Interruptions in supply pose an operational risk
According to a KBC study, most manufacturing companies identify the increasing number of supply interruptions as their greatest operational risk. However, monitoring this risk is mainly focussed on Tier 1 suppliers, although these suppliers only accounted for approximately half of the supply interruptions in 2018. However, as there is usually no direct business relationship with the n-tier suppliers, there is also no in-depth monitoring of the supply chain and risk, which results in significantly less comprehensive risk prevention.

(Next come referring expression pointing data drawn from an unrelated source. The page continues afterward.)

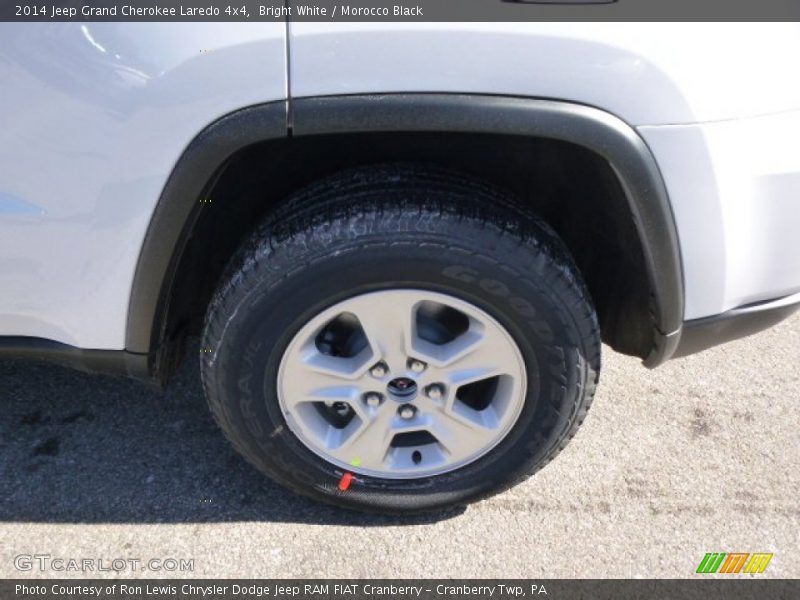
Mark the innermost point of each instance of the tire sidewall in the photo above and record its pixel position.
(269, 314)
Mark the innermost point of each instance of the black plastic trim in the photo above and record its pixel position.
(108, 362)
(178, 208)
(594, 129)
(702, 334)
(589, 127)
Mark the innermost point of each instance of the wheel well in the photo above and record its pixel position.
(572, 188)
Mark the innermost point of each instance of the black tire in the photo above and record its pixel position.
(400, 226)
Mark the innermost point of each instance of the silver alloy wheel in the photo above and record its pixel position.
(401, 384)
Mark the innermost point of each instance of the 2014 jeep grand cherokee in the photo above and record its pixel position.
(401, 244)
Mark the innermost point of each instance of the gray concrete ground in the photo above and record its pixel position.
(700, 455)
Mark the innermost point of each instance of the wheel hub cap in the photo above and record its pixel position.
(456, 373)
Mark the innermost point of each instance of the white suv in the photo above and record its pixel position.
(401, 244)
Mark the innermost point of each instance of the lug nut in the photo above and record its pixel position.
(435, 392)
(373, 399)
(417, 366)
(407, 411)
(378, 371)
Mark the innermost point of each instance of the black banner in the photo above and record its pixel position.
(732, 588)
(399, 10)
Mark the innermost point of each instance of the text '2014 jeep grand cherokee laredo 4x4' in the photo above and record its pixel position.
(402, 244)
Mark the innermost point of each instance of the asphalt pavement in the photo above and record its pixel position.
(700, 455)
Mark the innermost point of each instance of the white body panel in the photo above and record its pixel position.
(92, 119)
(94, 116)
(645, 73)
(735, 190)
(733, 181)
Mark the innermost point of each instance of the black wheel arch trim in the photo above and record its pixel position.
(592, 128)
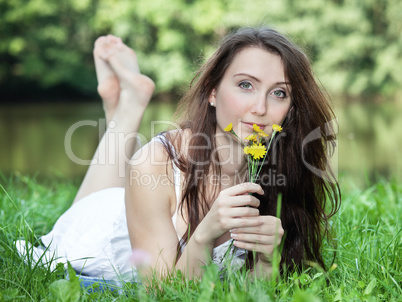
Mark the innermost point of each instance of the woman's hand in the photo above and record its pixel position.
(234, 208)
(262, 238)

The risks along the supply chain can be distinguished into the four subject areas supplier locations, products, logistics chains and markets. Any supplier within a supply chain can pose a risk factor due to insufficient quality or supply capacities. This is why evaluating suppliers with key indicators is so important: For example, based on their adherence to delivery dates and quantities, the frequency with which they adhere to product and process specifications, or their pricing policy. The respective product or components also greatly impacts supply chain performance, with the possible risks posed by insufficient technical specifications, a large number of technical changes or the status of development maturity. Differences in logistical requirements and the geographical structure of the supply chains can also pose additional risks, caused, for example, by JIS or JIT delivery or by different specifications regarding the required containers. It must also be considered that customs duties, sea or air freight requirements and the respective routes have a major impact on the probability of supply chain failure. And finally, the respective customer and market requirements can pose additional risks: volatile requirements and a lack of order stability in the short to medium-term make accurate forecasts almost impossible and are further complicated by different decoupling points of individual components.
Collection of key indicators to identify risks
The four clusters mentioned above must be analysed for possible measurement, control and target variables so that significant risk accumulations can be identified. Our experience has shown that the resulting transparency allows the customer to identify supply chains with the greatest risk of supply interruptions or installation of faulty parts. The collected key indicators must be correctly located along the phases of the product life cycle (concept, supplier selection, industrialisation, start-up and serial production) in order to draw the right conclusions for the respective phase on the basis of the analysis results.
Regular monitoring of key indicators empowers our customers to identify any need for action with regard to risk prevention during each stage and to take the appropriate countermeasures.